Not every card will land every time and that is completely fine. If a child is not interested, set it aside and try another. The goal is not to complete a card but to find a moment of genuine noticing. Some days that happens in the first minute. Other days it does not happen at all, and that is okay too.
The sit spot
There is a practice used in forest school and nature-based therapy called the sit spot (James, C., 2023), and it is exactly what it sounds like. Find a place outside, sit down, and simply be there.
A sit spot can be anywhere, such a patch of grass, a log, the base of a tree, a park bench, or a corner of a backyard. What matters is not where it is, but that it feels right to the child. Let them choose. Their instinct about where feels safe and comfortable is the most important factor.
How to introduce it
Not every child will take to stillness right away and that is completely fine. Here are a few practical ways to get started:
Try it yourself first. Sit quietly nearby and let the child observe you. Your calm presence does more than any explanation.
Start with movement if stillness feels like too big an ask. Let the child explore, do the scavenger hunt, or go for a slow walk first. Arriving at a sit spot naturally at the end of an outing often feels much easier than being asked to sit from the very beginning.
Let the child choose their own spot. Walk around together and ask them to find a place that feels right. A child who has chosen their own place is far more likely to settle into it.

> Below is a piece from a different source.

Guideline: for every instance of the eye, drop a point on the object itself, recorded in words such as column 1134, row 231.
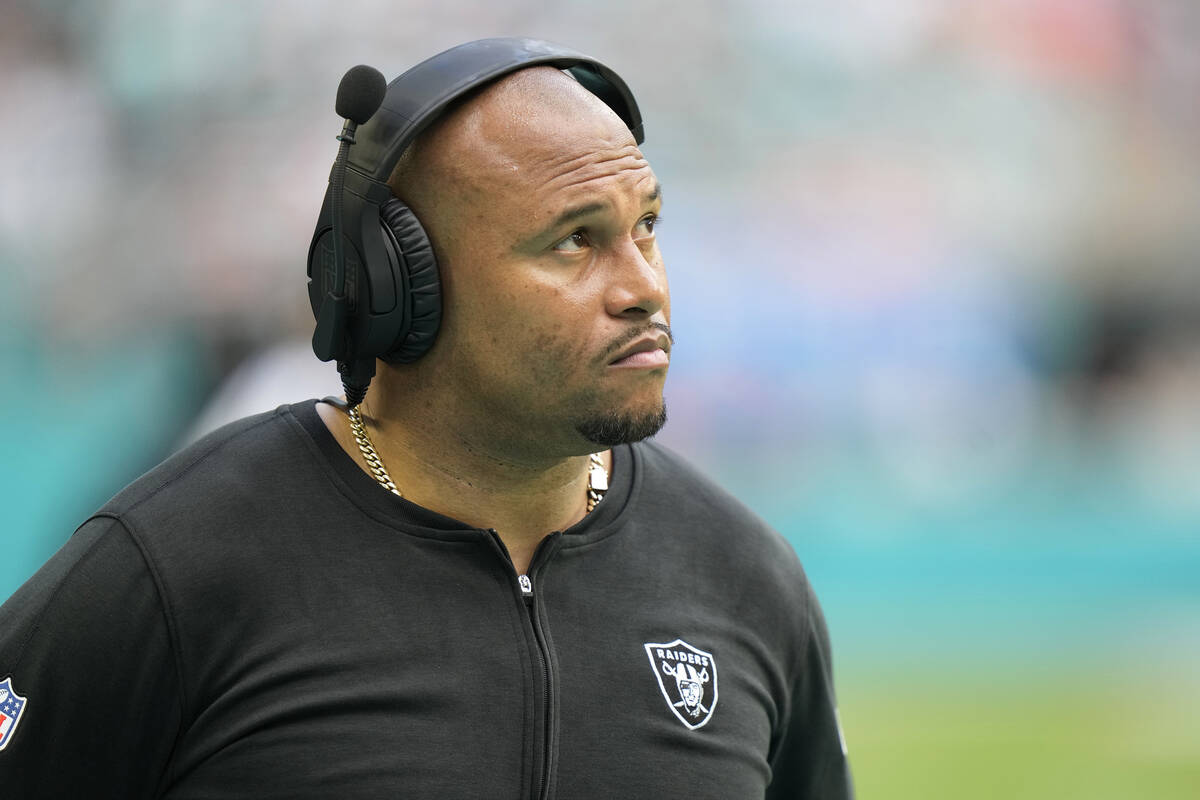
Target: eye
column 573, row 244
column 647, row 224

Keep it short to start. Even two or three minutes counts. There is no target time and no need to push for longer. Duration has the potential to grow on its own as the practice becomes familiar.
What to do there
Once you are settled, there is nothing specific to do. You might quietly invite the child to notice what they can hear, see, or smell. You might sit together without saying anything at all. You might just wait and see what the child notices on their own. There are no prompts required and no outcomes expected; just be there alongside them and follow their lead.
Returning again and again
The real magic of the sit spot happens over time. Returning to the same spot across different seasons, different weathers, and different moods transforms it into something deeply personal: a place that belongs to the child, and that they begin to know by heart. They may notice new growth in spring, bare branches in winter, a bird that visits regularly, or simply that the ground feels different after rain. This act of returning over and over builds a sense of connection, familiarity, and belonging that is particularly meaningful for children who find comfort in routine and predictability.

More ways to play
The activities in this toolkit are just a starting point. Nature offers endless opportunities for open-ended, child-led exploration. The following are simple ideas that align with the same philosophy of loose parts, sensory engagement, and low adult direction.
Follow the child’s curiosity and see where it leads.
Mud kitchen — a patch of dirt, some old pots and spoons, and water is all you need.
Nature picture frame — lay four sticks on the ground to make a frame, then fill it with leaves, petals, grass, bark, and anything else found nearby to create a nature scene or picture.
Nature bracelet or crown — use duct tape inside-out to create a bracelet, or double-sided tape on a paper crown, then attach chosen nature to the sticky side to create a nature bracelet or crown.
Fairy or creature house — invite the child to build a tiny home for an imaginary creature using only what they find on the ground. Rocks, bark, moss, and twigs are perfect building materials.
Puddle and water play — stomping, pouring, floating leaves, watching ripples.
Shadow tracing — place a rock, leaf, or stick in the sun and trace its shadow with chalk or a stick in the dirt. Come back later and notice how it has moved.
Stick building — gather sticks and build whatever comes to mind, like a tower, a nest, a maze, or a picture on the ground.
Leaf animals — find different leaves and arrange them to create the shape of an animal.
Ten things challenge — find ten things in nature and then use them to create something new and unique.